Thursday, June 12, 2008

Tattoos & Taglines

In recent years, many have doubted the usefulness or value of taglines. Certainly in some cases, taglines have acted as crutches for otherwise undifferentiated products. And for some advertisers, their brand promise is so clear even without taglines that they can get along fine without them. Starbucks, to my knowledge, doesn’t have one, yet they remain a household name. However, saying that taglines are useless because they don’t always increase sales is tantamount to say advertising doesn’t work because it couldn’t sell the Ford Edsel.

For starters, taglines exist on a branding level, not a promotional level, and are therefore pretty hard to quantify, especially over time. Somehow I doubt Nike would be as strong without “Just do it.” Second, even unsuccessful companies and products use taglines. No amount of advertising or clever line is going to save a bad product or a company who lacks a clear brand promise.

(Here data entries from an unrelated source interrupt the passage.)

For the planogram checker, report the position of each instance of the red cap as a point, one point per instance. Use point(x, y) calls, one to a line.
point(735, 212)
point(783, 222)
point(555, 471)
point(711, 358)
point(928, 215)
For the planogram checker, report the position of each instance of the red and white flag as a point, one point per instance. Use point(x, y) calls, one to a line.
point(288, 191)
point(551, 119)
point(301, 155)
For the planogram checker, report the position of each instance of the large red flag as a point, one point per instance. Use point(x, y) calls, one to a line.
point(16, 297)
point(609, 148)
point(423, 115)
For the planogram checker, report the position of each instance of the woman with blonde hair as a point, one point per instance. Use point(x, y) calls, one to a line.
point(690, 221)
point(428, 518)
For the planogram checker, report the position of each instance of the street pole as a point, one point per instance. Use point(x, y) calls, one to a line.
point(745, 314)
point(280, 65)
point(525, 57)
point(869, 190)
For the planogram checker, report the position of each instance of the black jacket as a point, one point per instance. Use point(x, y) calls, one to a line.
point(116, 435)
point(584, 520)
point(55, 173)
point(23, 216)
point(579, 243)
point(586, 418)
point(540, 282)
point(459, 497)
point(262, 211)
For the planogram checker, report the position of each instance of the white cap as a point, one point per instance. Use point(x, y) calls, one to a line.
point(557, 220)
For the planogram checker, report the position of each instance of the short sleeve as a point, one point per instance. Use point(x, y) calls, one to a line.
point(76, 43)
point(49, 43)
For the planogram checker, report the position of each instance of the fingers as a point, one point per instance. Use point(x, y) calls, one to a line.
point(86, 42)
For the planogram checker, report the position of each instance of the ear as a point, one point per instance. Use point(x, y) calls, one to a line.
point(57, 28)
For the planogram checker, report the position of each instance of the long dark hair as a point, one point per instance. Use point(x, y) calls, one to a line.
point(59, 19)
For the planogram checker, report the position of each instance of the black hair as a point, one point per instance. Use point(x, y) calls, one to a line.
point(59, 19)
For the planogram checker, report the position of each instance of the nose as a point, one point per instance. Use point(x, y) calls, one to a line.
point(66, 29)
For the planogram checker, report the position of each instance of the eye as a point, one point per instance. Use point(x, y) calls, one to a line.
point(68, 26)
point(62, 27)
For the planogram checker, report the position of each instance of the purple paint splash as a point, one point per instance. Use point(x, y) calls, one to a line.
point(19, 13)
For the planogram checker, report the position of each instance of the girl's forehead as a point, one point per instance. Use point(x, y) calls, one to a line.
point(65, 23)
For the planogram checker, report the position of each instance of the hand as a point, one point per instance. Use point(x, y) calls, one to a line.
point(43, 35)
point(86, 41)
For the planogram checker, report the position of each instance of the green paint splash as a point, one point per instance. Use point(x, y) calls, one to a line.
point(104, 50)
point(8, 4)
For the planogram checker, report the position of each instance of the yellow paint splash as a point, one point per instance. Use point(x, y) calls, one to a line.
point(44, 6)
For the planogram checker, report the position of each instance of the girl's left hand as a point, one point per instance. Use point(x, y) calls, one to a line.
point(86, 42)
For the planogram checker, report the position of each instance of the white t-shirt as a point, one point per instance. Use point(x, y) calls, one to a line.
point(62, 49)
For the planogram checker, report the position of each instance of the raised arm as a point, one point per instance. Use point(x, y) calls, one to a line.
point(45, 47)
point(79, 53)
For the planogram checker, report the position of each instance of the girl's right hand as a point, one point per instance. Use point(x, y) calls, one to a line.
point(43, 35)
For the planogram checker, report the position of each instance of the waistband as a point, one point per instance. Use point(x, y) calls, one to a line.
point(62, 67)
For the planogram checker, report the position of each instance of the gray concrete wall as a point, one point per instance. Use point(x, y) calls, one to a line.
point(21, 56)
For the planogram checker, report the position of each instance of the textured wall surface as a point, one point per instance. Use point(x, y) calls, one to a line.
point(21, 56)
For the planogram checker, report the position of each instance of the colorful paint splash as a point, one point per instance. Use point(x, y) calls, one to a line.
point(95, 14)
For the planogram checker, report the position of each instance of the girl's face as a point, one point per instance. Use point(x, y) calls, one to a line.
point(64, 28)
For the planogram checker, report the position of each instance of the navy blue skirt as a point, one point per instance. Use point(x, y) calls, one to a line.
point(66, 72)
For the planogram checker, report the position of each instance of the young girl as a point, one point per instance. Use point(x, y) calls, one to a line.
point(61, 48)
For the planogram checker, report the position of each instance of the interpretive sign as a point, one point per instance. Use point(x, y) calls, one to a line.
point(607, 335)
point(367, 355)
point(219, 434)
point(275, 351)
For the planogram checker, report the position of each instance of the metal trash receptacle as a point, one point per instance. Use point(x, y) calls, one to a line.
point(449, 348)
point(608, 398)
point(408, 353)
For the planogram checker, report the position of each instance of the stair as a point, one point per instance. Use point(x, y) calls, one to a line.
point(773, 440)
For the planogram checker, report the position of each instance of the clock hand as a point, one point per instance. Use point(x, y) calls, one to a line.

I think that taglines are more difficult than most people realize, that focus groups destroy the possibility for truly effective, insightful taglines, and that corporations often get in the way with their undifferentiated grandiose vanilla “Innovation. Commitment. Dedication.” type lines. Kudos to companies who can get out of the way of great work, it takes great courage.

Taglines can give people a few things that can really ad value. It gives them something familiar to hold onto that’s not visual. People don’t carry little trading cars with corporate logos on them, but they can sure spit out a slogan or two. For anyone trying to recommend your brand or product to another, it can help them communicate what you do, creating easier brand evangelism. For new companies, it can help communicate and/or clarify their brand promise. When FedEx came onto the scene, we knew they did shipping. But their tagline, “When it absolutely, positively has to be there overnight.” positioned them not just as a shipping company, but as the authority on fast shipping. I think it would have taken longer for the company to take hold without it.

In the modern era of consumers increasingly interacting with and influencing brand communications, the NBA has had a huge hit this year that illustrates the power of a well-crafted tagline. (I should mention here that the difference between brand lines and campaign lines can be blurry) “Where amazing happens” and its many iterations was a massive success this year. And while some purport that the success of this season’s playoffs is due to a lack of tattoos, I submit that it was due to a tagline that provided endless possibilities for customization and created something that consumers could take and play with, change around, have fun with and make their own. How else can you explain the hundreds of thousands of parodies of the Where Amazing Happens NBA spots online? The same concept was behind the overwhelming success of Elf Yourself. While more conservative thinkers might posit that letting someone “bastardize” your brand like that is a detriment, it’s actually a great brand building tool. It lets consumers interact with your brand on their terms, share your brand, get excited about it and associate it with positive experiences. If you still doubt the utility of taglines, maybe you should scrap logos too. After all, facebook uses plain type and it’s a cultural phenomenon.

So, are taglines dead or futile? Not a chance. They’re an art that just have to be handled very well to be successful.